Wnt factors bind to heparan sulfate chains of syndecans that hence control their distribution in the cell microenvironment and also contribute to the internalization and recycling of the Wnt receptors. Syndecans are therefore likely important Wnt regulators within the bone marrow. Here, we investigated the interactions between Syndecan-2 and Wnt signaling in normal bone cells. We analyzed the effects of 2.3 kb Col1A1 promoter-driven Syndecan-2 overexpression in osteoblasts.

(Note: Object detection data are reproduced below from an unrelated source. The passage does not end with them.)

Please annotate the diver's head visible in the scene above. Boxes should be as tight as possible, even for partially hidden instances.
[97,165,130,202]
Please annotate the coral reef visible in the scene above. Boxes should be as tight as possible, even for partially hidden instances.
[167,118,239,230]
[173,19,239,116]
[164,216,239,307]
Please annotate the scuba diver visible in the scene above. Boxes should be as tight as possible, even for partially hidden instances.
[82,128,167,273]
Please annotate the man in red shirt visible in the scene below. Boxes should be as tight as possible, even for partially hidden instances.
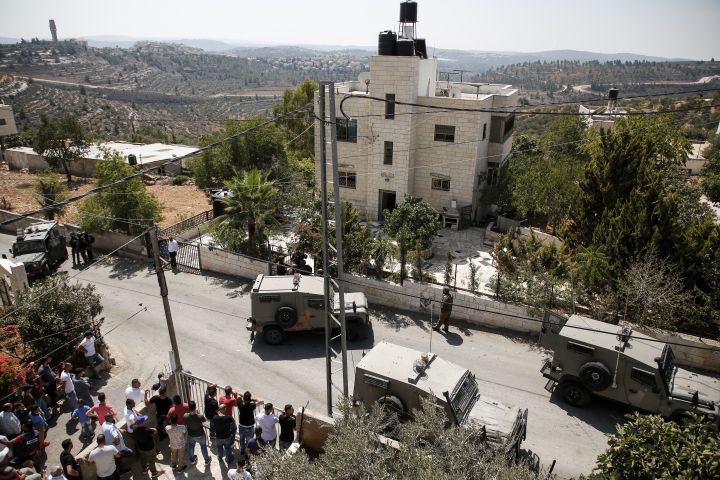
[167,395,190,425]
[220,385,237,417]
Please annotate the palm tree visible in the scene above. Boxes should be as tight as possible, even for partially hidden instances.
[218,169,279,243]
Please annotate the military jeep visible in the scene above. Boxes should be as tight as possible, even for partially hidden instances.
[353,341,528,458]
[10,221,68,278]
[540,312,720,421]
[246,274,369,345]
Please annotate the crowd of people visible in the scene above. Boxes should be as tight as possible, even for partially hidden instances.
[0,352,296,480]
[68,232,95,266]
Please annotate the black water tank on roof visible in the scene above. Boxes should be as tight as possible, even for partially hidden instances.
[378,30,397,55]
[415,38,427,58]
[400,2,417,23]
[397,38,415,57]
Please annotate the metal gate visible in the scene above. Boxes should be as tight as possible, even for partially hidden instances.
[168,242,202,275]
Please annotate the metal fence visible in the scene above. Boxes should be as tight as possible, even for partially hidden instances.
[174,371,283,439]
[158,210,214,238]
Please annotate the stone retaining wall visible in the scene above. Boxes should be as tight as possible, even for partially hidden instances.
[343,274,541,333]
[200,245,270,279]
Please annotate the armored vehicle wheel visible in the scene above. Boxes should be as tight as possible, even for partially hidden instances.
[275,306,297,328]
[345,318,362,342]
[378,395,405,438]
[561,380,590,407]
[579,362,612,392]
[263,325,285,345]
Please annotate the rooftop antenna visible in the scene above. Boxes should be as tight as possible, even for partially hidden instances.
[398,1,417,40]
[608,88,619,113]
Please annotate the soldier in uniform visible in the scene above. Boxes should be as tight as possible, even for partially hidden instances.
[433,287,452,333]
[70,232,80,265]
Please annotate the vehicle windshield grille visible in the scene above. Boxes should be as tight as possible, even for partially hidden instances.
[13,240,45,255]
[451,371,478,423]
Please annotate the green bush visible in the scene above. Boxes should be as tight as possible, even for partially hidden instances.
[173,175,189,185]
[591,413,720,480]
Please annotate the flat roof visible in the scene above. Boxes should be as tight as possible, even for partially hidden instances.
[560,315,665,365]
[7,142,199,165]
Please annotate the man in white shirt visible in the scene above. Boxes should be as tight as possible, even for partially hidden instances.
[125,378,147,405]
[88,433,120,480]
[78,330,104,377]
[255,403,278,448]
[168,237,180,270]
[60,362,77,412]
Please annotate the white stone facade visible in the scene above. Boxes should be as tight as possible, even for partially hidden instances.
[315,55,517,221]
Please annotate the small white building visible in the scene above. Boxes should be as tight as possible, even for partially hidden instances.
[315,2,518,226]
[5,142,198,177]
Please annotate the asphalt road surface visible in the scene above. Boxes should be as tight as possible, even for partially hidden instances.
[0,235,627,477]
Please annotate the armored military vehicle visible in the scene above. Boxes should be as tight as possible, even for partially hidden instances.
[10,222,68,278]
[353,341,528,457]
[541,312,720,420]
[247,274,369,345]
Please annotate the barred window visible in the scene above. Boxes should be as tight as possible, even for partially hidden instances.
[338,172,357,188]
[336,118,357,143]
[431,178,450,192]
[383,142,393,165]
[435,125,455,143]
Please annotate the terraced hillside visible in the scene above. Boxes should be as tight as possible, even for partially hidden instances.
[0,40,365,142]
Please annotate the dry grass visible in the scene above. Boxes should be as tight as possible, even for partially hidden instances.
[0,170,210,228]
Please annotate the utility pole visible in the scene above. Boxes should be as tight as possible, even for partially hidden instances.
[148,225,182,371]
[318,82,348,416]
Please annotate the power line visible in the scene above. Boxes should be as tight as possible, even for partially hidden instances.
[340,94,720,119]
[0,103,311,226]
[0,228,150,323]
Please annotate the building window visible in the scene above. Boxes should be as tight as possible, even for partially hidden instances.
[435,125,455,143]
[385,93,395,120]
[490,115,515,143]
[383,142,393,165]
[431,178,450,192]
[337,118,357,143]
[487,162,500,185]
[338,172,357,188]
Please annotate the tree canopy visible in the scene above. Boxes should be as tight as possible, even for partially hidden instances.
[80,150,161,235]
[33,114,90,183]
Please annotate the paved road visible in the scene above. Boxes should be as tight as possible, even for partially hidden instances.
[0,235,625,477]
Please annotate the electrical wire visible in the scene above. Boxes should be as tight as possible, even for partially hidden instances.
[0,103,312,226]
[339,94,720,120]
[0,228,151,324]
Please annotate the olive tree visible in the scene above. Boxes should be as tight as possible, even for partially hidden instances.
[5,272,103,358]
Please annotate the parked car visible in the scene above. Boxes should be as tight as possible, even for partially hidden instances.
[10,221,68,278]
[541,312,720,421]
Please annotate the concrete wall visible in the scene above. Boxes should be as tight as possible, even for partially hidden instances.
[633,326,720,372]
[200,245,270,279]
[344,275,541,333]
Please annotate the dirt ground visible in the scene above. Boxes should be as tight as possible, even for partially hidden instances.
[0,169,210,228]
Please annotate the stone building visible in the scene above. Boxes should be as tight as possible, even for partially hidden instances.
[315,2,518,226]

Syndecan-2 overexpression resulted in decreased Wnt/beta-catenin signaling in TG mice bearing a Wnt reporter system. Syndecan-2 overexpressing bone cells displayed lower Wnt expression and also a weaker response to recombinant Wnt. Altered levels of Wnt receptors, effectors and inhibitors were found in bone marrow cells of TG mice. Specially, R-spondins expression was decreased in bone marrow cells of transgenic mice. Indeed, Wnt3a stimulation induced a strong increase in the levels of R-spondin-2 in the cytoplasm of bone marrow cells derived from WT mouse bone and at the opposite, Wnt3a decreased R-spondin-2 in cells from TG mice. Wnt3a treatment resulted in R-spondin-2 ubiquitination in Syndecan-2 overexpression cells, suggesting that the proteoglycan was involved in Wnt signaling system internalization and degradation. Adult TG mice displayed decreased bone mass, reduced number of active osteoclasts and osteoblasts. The osteoclast alteration was clearly related to a defect in the stromal cell population. TUNEL staining revealed an increased number of apoptotic cells within the bone marrow of TG as compared to WT mice. In cultures of bone-derived cells, syndecan-2 appearance matched with cell death induction. Moreover, syndecan-2 overexpressing osteoblasts were shown to induce apoptosis of co-cultured bone marrow cells derived from WT mice. Altogether our results revealed a new role of Syndecan-2 in the microenvironment of bone marrow cells. Syndecan-2 appeared as a key regulator of Wnt signaling and thereby of the fate of precursor cells.